Graeme Paton in yesterday’s Telegraph has headlined Nick Gibb’s latest attempts to raise standards in reading by reporting him as saying that ‘all children should read Harry Potter by 11’.
At first blush, it sounds nauseatingly off-putting. Another prescriptive injunction delivered in a tweetable sound-bite by a government minister! Actually, as you read on, you find that Harry Potter is only one among many suggested, worthy contenders for the literary attentions of children, Roald Dahl, Michael Morpurgo, Jacqueline Wilson being among the others mentioned.

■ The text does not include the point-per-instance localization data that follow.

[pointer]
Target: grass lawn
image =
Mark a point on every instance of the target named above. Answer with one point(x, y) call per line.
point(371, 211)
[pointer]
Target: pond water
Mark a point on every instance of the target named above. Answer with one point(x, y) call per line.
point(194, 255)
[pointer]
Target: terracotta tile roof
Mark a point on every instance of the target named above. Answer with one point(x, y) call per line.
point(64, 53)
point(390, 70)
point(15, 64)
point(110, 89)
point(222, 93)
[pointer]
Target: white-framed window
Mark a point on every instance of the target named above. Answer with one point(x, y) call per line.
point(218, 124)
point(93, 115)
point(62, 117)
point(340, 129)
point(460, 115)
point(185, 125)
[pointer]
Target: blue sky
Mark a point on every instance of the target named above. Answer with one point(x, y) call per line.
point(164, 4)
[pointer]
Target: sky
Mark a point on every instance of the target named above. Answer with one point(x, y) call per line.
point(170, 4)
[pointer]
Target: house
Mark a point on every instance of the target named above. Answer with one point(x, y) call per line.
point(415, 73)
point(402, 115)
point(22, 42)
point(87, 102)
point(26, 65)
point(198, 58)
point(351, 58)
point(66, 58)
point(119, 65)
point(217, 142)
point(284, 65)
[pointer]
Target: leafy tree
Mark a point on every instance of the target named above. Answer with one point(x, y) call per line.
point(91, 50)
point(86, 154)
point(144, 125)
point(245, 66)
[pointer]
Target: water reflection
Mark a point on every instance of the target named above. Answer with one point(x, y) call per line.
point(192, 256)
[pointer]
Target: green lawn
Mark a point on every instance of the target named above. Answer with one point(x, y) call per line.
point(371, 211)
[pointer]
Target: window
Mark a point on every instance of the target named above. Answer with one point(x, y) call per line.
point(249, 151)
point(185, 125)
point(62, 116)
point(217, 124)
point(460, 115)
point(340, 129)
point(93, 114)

According to Nick Gibb, as many as a half of teenagers are not reading such books because they haven’t learnt to read properly. He cites evidence from a study done by the OECD, which shows England as dropping from seventh to fifteenth position in an international league table. How helpful the comparison with other countries is has been challenged because the variables are so numerous. One immediately obvious variable would be the fact that the English writing system is considerably less transparent than, say, the Finnish or the Spanish or Italian writing systems, making English harder to master.
More worryingly, the study reports that almost forty percent of people in their teens do not read for pleasure. In the past, many reasons for this have been put forward, but the most plausible for me has always been that if a child finds reading difficult, it’s unlikely that they will spend their leisure time doing it. Studies in the United States have suggested that unless a child’s reading age is two years above their chronological age, they won’t read for pleasure. If you think about it, it makes sense. Does a child that isn’t good at sport throw themselves into opportunities to take part in sporting activities? Unlikely!
If we want children to read and read widely, we need to make sure they can decode by the end of Key Stage 1. The fact that the writing system is more difficult to learn than many others doesn’t mean it can’t be taught. It simply takes longer and it requires that teachers are properly trained to teach it.
Where Nick Gibb hits the mark is in his insistence that all primary schools teach children how to read (and spell, I would argue) through the medium of phonics. He is also right to say that once children can read they need to be practising all the time on the books already commended.
This is why he is introducing the new phonics reading check – to pinpoint children who, by the end of Y1, are already falling behind. With only a third of children passing the pilot test last summer, it isn’t so much a question of children falling behind as a question of the professional expertise of the teachers teaching them. This isn’t a diatribe against teachers but it is a warning to Nick Gibb. It isn’t enough to exhort teachers and parents to encourage children to become voracious readers. You need first to ensure that they are taught to read – which is why the match funding being offered by government should have been earmarked exclusively for the training of teachers.
In education it is very hard indeed to decide what the priorities are and to remain single minded in one’s pursuit of them.
Apart from the match-funding issue, Nick Gibb has made a good start. He mustn’t lose sight of the fact that the priority lies in the training of the teachers!